Yep, sadly that must be who I am. So sayeth a lawprof (via Simple Justice, via Feminist Law Professors, in reaction to a public defender). And, of course, there are no indications that I've continued to value the ability to think. None. Not a one.
What a load of bunk.
Sure, I have to more practical about it now, but I value my ability to think and discuss ideas and ideals with others. If anything, law school was the beginning of the limitations on my intellectualism. My undergrad experience at Centre was amazingly good. There's a reason Forbes ranked Centre 13th among all the colleges/universities in the United States (ahead of MIT, Stanford, Brown, Smith etc. - I've already crowed insufferably about this here). My senior year I was translating and comparing passages from the Quran and the Hebrew Testament (published in a school journal). Classes which stick out in my mind are Ancient Greek, History of Western Religion, 2 "Classics" courses (roughly, one class on the ancient world and one on European culture), and a particularly enjoyable advanced sociology course about the construction of "modernism" and "post-modernism." I've been a few places around the world and done a few things, but as for pure intellectual pursuit nothing so far has surpassed my time at Centre.

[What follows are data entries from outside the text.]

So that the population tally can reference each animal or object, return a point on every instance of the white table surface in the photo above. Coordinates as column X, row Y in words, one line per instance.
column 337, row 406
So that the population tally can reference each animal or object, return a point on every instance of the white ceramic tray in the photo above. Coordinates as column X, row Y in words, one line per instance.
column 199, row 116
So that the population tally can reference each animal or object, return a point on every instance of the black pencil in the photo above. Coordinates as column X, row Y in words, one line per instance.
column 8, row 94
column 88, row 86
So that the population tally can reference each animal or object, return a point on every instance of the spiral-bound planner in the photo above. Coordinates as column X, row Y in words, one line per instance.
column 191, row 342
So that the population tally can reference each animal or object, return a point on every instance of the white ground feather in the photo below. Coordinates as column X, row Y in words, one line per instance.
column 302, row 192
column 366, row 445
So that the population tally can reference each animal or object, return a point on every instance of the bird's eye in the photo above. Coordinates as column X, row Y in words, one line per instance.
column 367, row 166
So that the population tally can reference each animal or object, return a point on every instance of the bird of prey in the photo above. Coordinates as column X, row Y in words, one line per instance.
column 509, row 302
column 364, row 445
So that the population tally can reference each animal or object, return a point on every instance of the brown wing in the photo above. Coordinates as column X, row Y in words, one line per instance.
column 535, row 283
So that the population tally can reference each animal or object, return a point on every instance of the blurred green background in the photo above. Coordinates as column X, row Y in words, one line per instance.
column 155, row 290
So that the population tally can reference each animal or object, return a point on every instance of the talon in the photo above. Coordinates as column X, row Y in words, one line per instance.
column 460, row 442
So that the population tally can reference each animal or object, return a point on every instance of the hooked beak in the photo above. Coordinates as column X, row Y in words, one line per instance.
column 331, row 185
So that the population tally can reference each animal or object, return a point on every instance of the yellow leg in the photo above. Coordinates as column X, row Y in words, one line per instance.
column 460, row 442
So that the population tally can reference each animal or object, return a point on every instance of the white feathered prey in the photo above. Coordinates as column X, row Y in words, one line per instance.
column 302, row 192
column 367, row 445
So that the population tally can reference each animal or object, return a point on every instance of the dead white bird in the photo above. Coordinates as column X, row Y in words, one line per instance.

Then came law school. We were supposed to read a book before arriving. I did what I would have for a class at Centre. I dissected the book, pinned it down, and examined every theory in it. I had the major theme down pat; I had the secondary theme down pat; I had the chapters' themes all laid out. My law school roommates freaked out a little when they saw this because they had barely skimmed the book - the guy from Morehouse (another school which deserves its rep - I've personally never met a Morehouse graduate who did not impress me) actually went back and did more work on it because of me. Then, during orientation, we got split up into groups and went to classrooms with a professor to discuss the book. The professor in my group did what seemed like a 7 hour riff on the title of the book. Didn't discuss a single theme in the book - not one. It was painfully obvious that he hadn't read and didn't have anything more than an extremely shallow understanding of it. Welcome to law school.
Then there was the day in my first semester that my extremely well respected contracts professor proclaimed to us that the conjunctive "and" is the same as the disjunctive "or." He proclaimed it as a doctrine of interpretation and that was that. No discussion of the conditions when this might be true (scrivener's error or inclusive disjunctions) - it just was. Anyway, it was about this time that I realized that (1) they really weren't trying to help us think, they were teaching us to blindly ape what we were told, (2) the amount of education we were getting was staggeringly small (the convention of having a professor discuss one case with one student for one hour to get the one pertinent sentence out of the case condenses a couple weeks of education into a semester), and (3) the only thing law school taught people to be was law professors. And that malarky about teaching students to "think like lawyers" was about the purest line of BS I've ever heard. I could think when I got to law school; I needed to be taught the tools and conventions for applying those thoughts in the practice of law and during my 1 year of education (compressed into three years of law school) teaching along those lines was pretty skimpy.
So, I joined the rugby club and gave law school the requisite amount of attention it deserved after that. Sadly, once I started ignoring the professors, skipping the worst classes, and reading the black-letter law books from the book store rather than the actual text books my grades went up (the only class this backfired in was a seminar on estate taxes wherein I made the mistake of picking up a couple books from the library on the subject which used the same terms to mean different things from the approved text book and argued different theories and got me so screwed up that I still don't know how I passed that class). Then I graduated, learned more law through self study (Micro-Mash) than I had at law school, passed the Bar, and began to learn the tools and conventions of practice by observing and actually participating in court and trials.
......
BTW: I have been purposefully not putting my law school's name in this post because I don't want them to turn up in a google search and it appears that my law school has been taking steps to greatly improve itself. As well, talking to other practicing lawyers I get the same opinion from just about all of them about their schools as well so it would be unfair to single my school out.